Donald Trump has decided that he is not participating in tonight’s GOP presidential debate and will instead host a fundraiser for veterans groups.
Twenty years ago, this would be viewed as a type of political insanity – passing up the opportunity to stand on stage with your rivals, in front of a national audience, and get your message out days before the Iowa caucus and New Hampshire primary.
In 2016, however, a candidate with Trump's popularity is much less reliant on broadcast media to connect with voters. With 5.8 million followers on Twitter, and 5.5 million on Facebook, Trump has his own massive built-in audience he can communicate with directly.
So here are 3 ways Donald Trump can take advantage of digital media to still have an impact on tonight’s Republican presidential candidate debate, no attendance necessary.

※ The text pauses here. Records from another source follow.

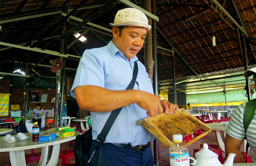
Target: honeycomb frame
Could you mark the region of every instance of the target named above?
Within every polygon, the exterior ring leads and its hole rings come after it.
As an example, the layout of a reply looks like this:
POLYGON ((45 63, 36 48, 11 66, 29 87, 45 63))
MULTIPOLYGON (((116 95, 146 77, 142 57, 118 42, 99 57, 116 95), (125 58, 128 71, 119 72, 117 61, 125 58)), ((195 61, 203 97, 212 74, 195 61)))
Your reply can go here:
POLYGON ((172 144, 173 134, 181 134, 184 138, 196 132, 199 129, 205 131, 185 144, 188 146, 210 133, 212 130, 197 118, 182 109, 175 111, 172 115, 163 113, 154 117, 140 119, 138 125, 141 125, 168 147, 170 147, 172 144))

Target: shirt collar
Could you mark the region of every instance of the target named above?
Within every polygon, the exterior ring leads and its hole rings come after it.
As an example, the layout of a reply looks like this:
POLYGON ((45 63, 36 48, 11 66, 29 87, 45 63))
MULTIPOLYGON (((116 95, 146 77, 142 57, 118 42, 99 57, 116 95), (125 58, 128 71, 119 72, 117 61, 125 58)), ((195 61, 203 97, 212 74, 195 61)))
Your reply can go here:
MULTIPOLYGON (((124 54, 123 53, 119 50, 116 47, 116 46, 113 43, 113 42, 112 42, 112 40, 111 40, 108 43, 108 49, 109 49, 109 50, 111 53, 111 55, 112 55, 113 57, 114 57, 116 55, 116 54, 117 54, 120 56, 123 57, 124 57, 127 60, 126 58, 124 56, 124 54)), ((138 58, 136 56, 132 58, 130 58, 130 62, 137 61, 137 60, 138 60, 138 58)))

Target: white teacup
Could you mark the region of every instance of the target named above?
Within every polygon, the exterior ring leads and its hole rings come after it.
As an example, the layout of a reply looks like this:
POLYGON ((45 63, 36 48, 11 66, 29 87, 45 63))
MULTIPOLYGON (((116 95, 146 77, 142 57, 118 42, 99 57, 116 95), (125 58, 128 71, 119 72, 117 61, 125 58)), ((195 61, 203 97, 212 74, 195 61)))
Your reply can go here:
POLYGON ((16 136, 16 138, 20 138, 20 136, 22 135, 23 134, 22 132, 19 132, 17 134, 17 135, 16 136))
POLYGON ((23 134, 23 135, 21 135, 21 137, 20 137, 20 139, 22 140, 26 140, 28 138, 28 136, 23 134))
POLYGON ((9 140, 9 139, 12 137, 12 136, 11 135, 11 134, 7 134, 5 137, 4 138, 4 140, 5 141, 7 141, 7 140, 9 140))
POLYGON ((12 136, 9 138, 8 140, 11 142, 13 142, 16 140, 16 139, 14 136, 12 136))

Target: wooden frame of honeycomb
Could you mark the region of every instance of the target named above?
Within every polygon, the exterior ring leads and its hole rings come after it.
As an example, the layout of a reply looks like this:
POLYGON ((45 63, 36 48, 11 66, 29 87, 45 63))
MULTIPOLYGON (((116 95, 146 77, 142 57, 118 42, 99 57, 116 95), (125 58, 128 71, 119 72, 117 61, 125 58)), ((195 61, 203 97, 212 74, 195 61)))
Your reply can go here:
POLYGON ((182 109, 174 111, 172 115, 164 113, 139 121, 138 125, 142 125, 168 147, 172 144, 172 135, 181 134, 183 138, 196 132, 199 129, 205 131, 185 144, 188 146, 210 133, 212 129, 182 109))

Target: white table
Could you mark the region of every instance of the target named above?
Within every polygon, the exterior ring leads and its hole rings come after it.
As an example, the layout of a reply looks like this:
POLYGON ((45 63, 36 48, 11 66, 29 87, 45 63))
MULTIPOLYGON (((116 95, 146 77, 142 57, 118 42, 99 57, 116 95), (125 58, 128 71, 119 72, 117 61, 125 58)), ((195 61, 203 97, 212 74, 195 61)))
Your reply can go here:
POLYGON ((0 129, 0 134, 3 134, 12 131, 12 129, 0 129))
MULTIPOLYGON (((62 120, 65 120, 65 126, 63 126, 63 124, 62 123, 61 123, 61 127, 68 127, 70 125, 70 123, 71 123, 71 119, 75 119, 76 118, 76 117, 63 117, 61 118, 61 122, 62 122, 62 120), (67 122, 68 119, 68 124, 67 124, 67 122)), ((53 119, 48 119, 48 120, 53 120, 53 119)), ((59 124, 59 118, 58 118, 57 119, 57 124, 59 124)))
MULTIPOLYGON (((215 136, 217 141, 218 146, 224 153, 225 153, 225 145, 224 142, 225 142, 225 137, 226 136, 226 129, 228 128, 228 125, 221 125, 221 123, 207 123, 205 124, 213 130, 215 130, 215 136), (220 131, 222 131, 222 137, 220 135, 220 131)), ((240 152, 245 152, 246 151, 246 140, 244 140, 240 147, 240 152)))
POLYGON ((81 124, 81 128, 83 132, 86 132, 89 130, 89 125, 88 124, 87 121, 88 121, 88 118, 79 118, 79 119, 73 119, 73 121, 74 122, 80 122, 80 123, 81 124), (84 122, 85 122, 86 123, 86 128, 84 128, 84 122))
MULTIPOLYGON (((7 143, 3 140, 4 137, 0 137, 0 152, 9 152, 10 161, 12 166, 26 166, 25 159, 24 150, 34 148, 42 148, 41 157, 37 166, 56 166, 57 165, 60 153, 60 144, 61 143, 68 142, 76 139, 76 136, 80 134, 77 131, 74 131, 76 135, 66 138, 60 138, 56 137, 56 138, 50 141, 32 141, 31 134, 25 133, 29 137, 29 139, 26 140, 18 140, 16 142, 7 143), (47 157, 48 155, 49 146, 53 145, 52 153, 50 161, 46 165, 47 157)), ((40 135, 47 133, 47 131, 40 131, 40 135)), ((16 135, 13 135, 16 136, 16 135)))
POLYGON ((209 118, 210 119, 210 120, 212 120, 213 119, 213 117, 212 114, 213 113, 217 113, 217 116, 216 117, 216 118, 217 119, 219 120, 220 119, 220 117, 221 117, 221 113, 222 112, 228 112, 228 111, 227 110, 225 110, 225 111, 201 111, 202 112, 206 112, 208 113, 208 115, 209 116, 209 118))

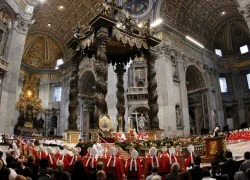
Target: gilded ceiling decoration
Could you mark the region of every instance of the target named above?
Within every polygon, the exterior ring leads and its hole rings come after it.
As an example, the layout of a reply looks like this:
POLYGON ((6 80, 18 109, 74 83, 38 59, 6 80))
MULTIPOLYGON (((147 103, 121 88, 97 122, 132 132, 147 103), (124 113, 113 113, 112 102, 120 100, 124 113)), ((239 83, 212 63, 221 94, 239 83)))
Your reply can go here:
POLYGON ((162 0, 160 16, 184 35, 212 48, 215 35, 228 22, 246 26, 235 0, 162 0))
POLYGON ((217 32, 214 48, 221 49, 223 57, 240 55, 240 48, 250 42, 249 30, 238 22, 227 23, 217 32))
POLYGON ((46 35, 29 34, 25 43, 23 63, 44 69, 54 69, 56 61, 63 59, 61 46, 46 35))
POLYGON ((35 15, 30 33, 46 33, 66 50, 73 38, 73 29, 78 22, 87 27, 89 20, 97 14, 101 0, 47 0, 35 15))
MULTIPOLYGON (((26 0, 27 2, 31 0, 26 0)), ((70 52, 66 44, 73 38, 73 29, 78 22, 88 27, 92 17, 98 13, 102 0, 46 0, 39 5, 30 33, 44 33, 61 45, 64 56, 70 52)), ((119 0, 121 3, 121 0, 119 0)), ((154 10, 159 12, 164 23, 190 35, 213 49, 217 32, 228 22, 237 22, 247 27, 237 9, 235 0, 123 0, 123 8, 132 18, 142 18, 154 10)))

With 5.8 million followers on Twitter, Trump could easily remain part of the conversation during the debate by typing out his response to selected questions, adding his own unique commentary, and possibly even heckling his on-stage opponents. Twitter would actually be advantageous because he could pick-and-choose when to chime in, and many of his responses would likely be included by the media in debate wrap-up stories. In addition, Twitter’s Retweeting function would provide him with an amplifier beyond his base of followers.
With a database of voters and potential supporters likely in the millions, it's probable that Trump is going to have a slew of email campaigns ready to fire off, depending on questions asked, and responses given. These emails can push out his messaging directly to his supporters' inboxes, containing links to his campaign website, campaign videos, or even fundraising requests.
Despite his millions of followers on Facebook, Trump still reaches just a fraction of the social media giant’s total user footprint. Trump could tap into his campaign warchest and fund a pretty large Facebook Ad buy as broad or as targeted as needed to get his message out. Facebook Ads would let him target by state (just Iowa or New Hampshire, for example), gender, age (maybe just 45+?), political leanings, and a host of other behavior data (maybe fans of Rush Limbaugh?). Or Trump could choose to go broad, and place his message in front of every adult who checks into Facebook during the debate. Either way, Facebook Ads provide him with a big platform to get his voice heard.
Donald Trump doesn’t have problem getting media coverage. But with the rise of powerful digital media tools, his success is much less dependent on it today than 20 years ago.